Cronache di delitti grandi e piccoli con cui Buzzati, alla fine del ventennio fascista – durante il quale le notizie su omicidi e rapine erano state bandite dalle pagine dei giornali – contribuì a inventare la cronaca nera, nobilitandola e facendone “un vero e proprio genere, che unisce l’aspetto investigativo a quello letterario”. Cronache dei delitti più furibondi del secondo dopo guerra (pensiamo al caso di Rina Fort, che nel 1946 massacrò a colpi di spranga la famiglia del suo amante), dei gialli (come quello di Anna Maria Carlèsimo, che nascose in un baule il cadavere della madre, avvelenata, per “amore filiale”, con una dose di stricnina) e dei processi più celebri del tempo (a proposito del caso, seguitissimo, di Ettore Grande Buzzati scrive: “ancora una volta gli uomini, per distrarsi, avevano messo creature vive sul palcoscenico della loro romantica fantasia e, diciamo la verità, ci si erano terribilmente divertiti”), delle tragedie che sconvolsero l’Italia (nel primo articolo sul disastro del Vajont, leggiamo una delle descrizioni più belle e drammatiche : “un sasso è caduto in un bicchiere colmo d’acqua e l’acqua è traboccata sulla tovaglia. Tutto qui.
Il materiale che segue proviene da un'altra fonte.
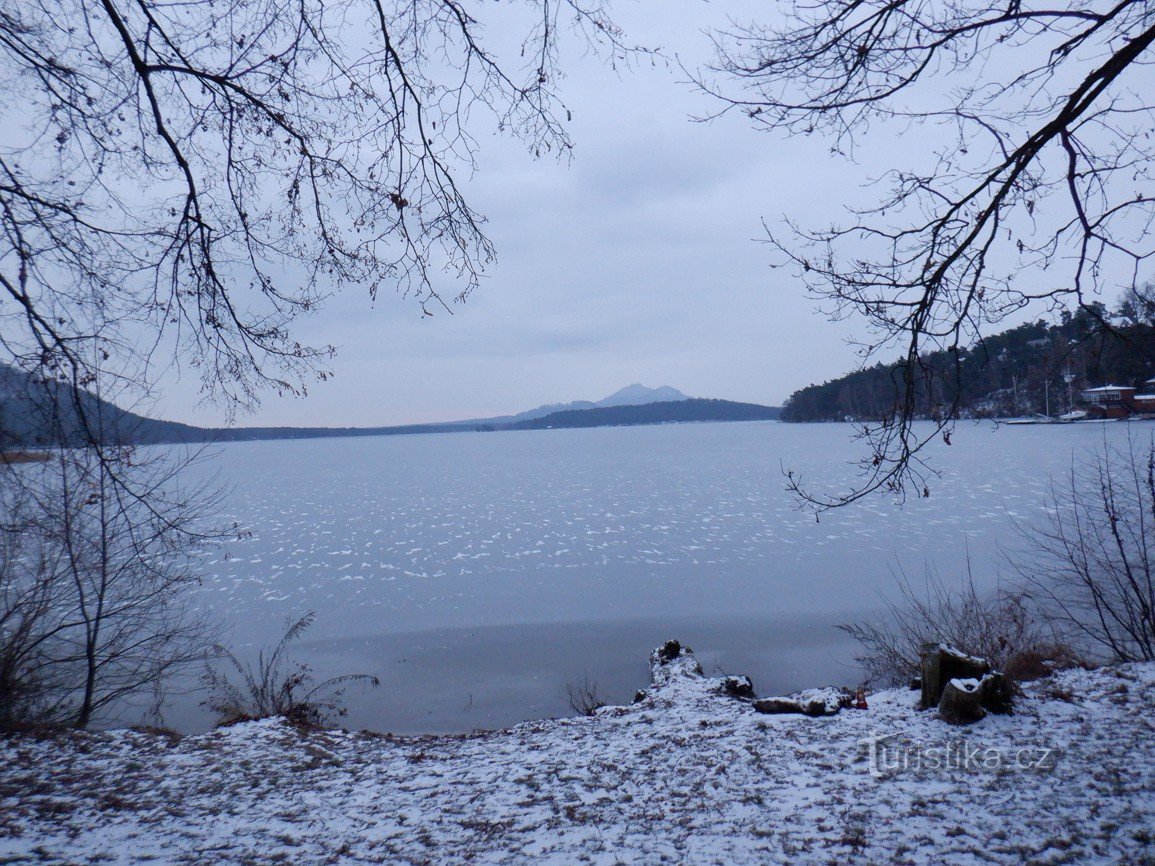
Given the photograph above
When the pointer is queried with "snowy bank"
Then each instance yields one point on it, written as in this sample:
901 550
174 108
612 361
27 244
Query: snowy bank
685 775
Solo che il bicchiere era alto centinaia di metri e il sasso era grande come una montagna e di sotto, sulla tovaglia, stavano migliaia di creature umane che non potevano difendersi”).
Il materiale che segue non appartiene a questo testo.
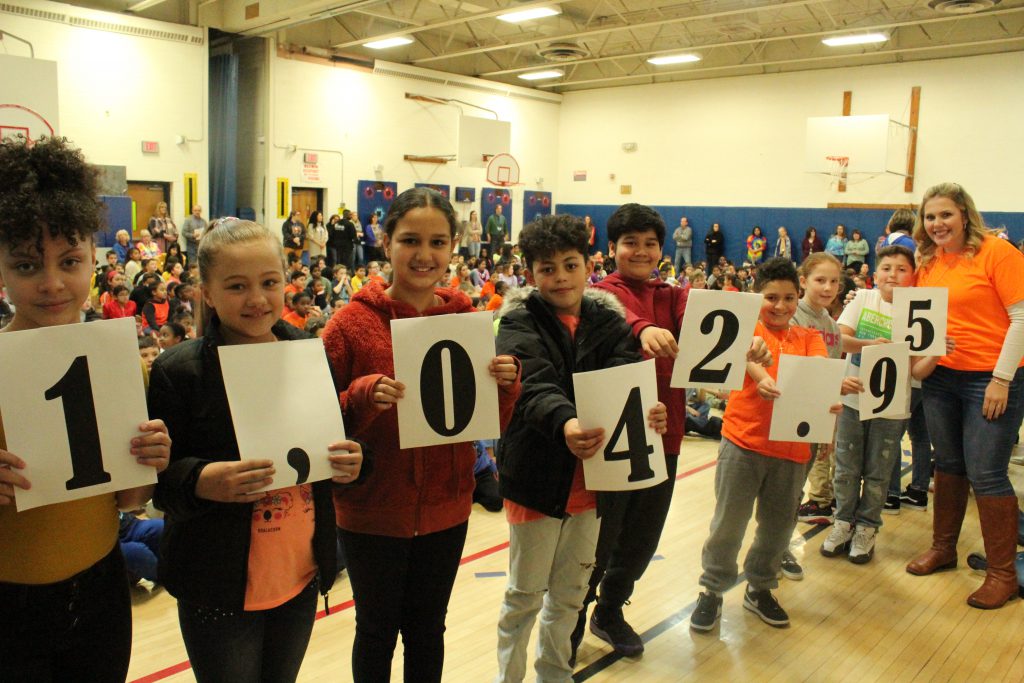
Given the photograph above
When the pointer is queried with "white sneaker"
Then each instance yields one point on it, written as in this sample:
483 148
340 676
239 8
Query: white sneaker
838 540
862 546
Cronache, infine, che “riescono a disegnare un affresco dell’epoca, dell’ambiente, dei personaggi oltre a descrivere il fatto in se stesso, che spesso sembra essere usato solo come un pretesto” e, pur rimanendo sempre ancorati alla cronaca, vanno oltre, e diventano racconti, favole, confessioni. Dove la penna di Buzzati mostra in pieno il suo talento e il suo tratto inconfondibile, che lo distingue dai giornalisti che scrivevano “transitando”, come lui stesso diceva per definire quella cronaca mediocre in cui si condensavano tutti gli stereotipi della scrittura. Una scrittura che, in lui, vuole sempre svelare, con “precisione, scrupolo, eleganza”, il suo intero universo. “Il favoloso, il magico, il meraviglioso, l’assurdo, l’orrido, l’innocente vivono nella sua prosa come per trasparenza” (Geno Pampaloni) e scrivere racconti, romanzi o articoli di giornale è il modo per indagare il mistero dell’uomo e “tutto il dolore del mondo”. Perché, come scrive Buzzati raccontando il processo e la storia di Ilse Koch, la “belva di Buchenwald”, “nulla è più misterioso del cuore umano”.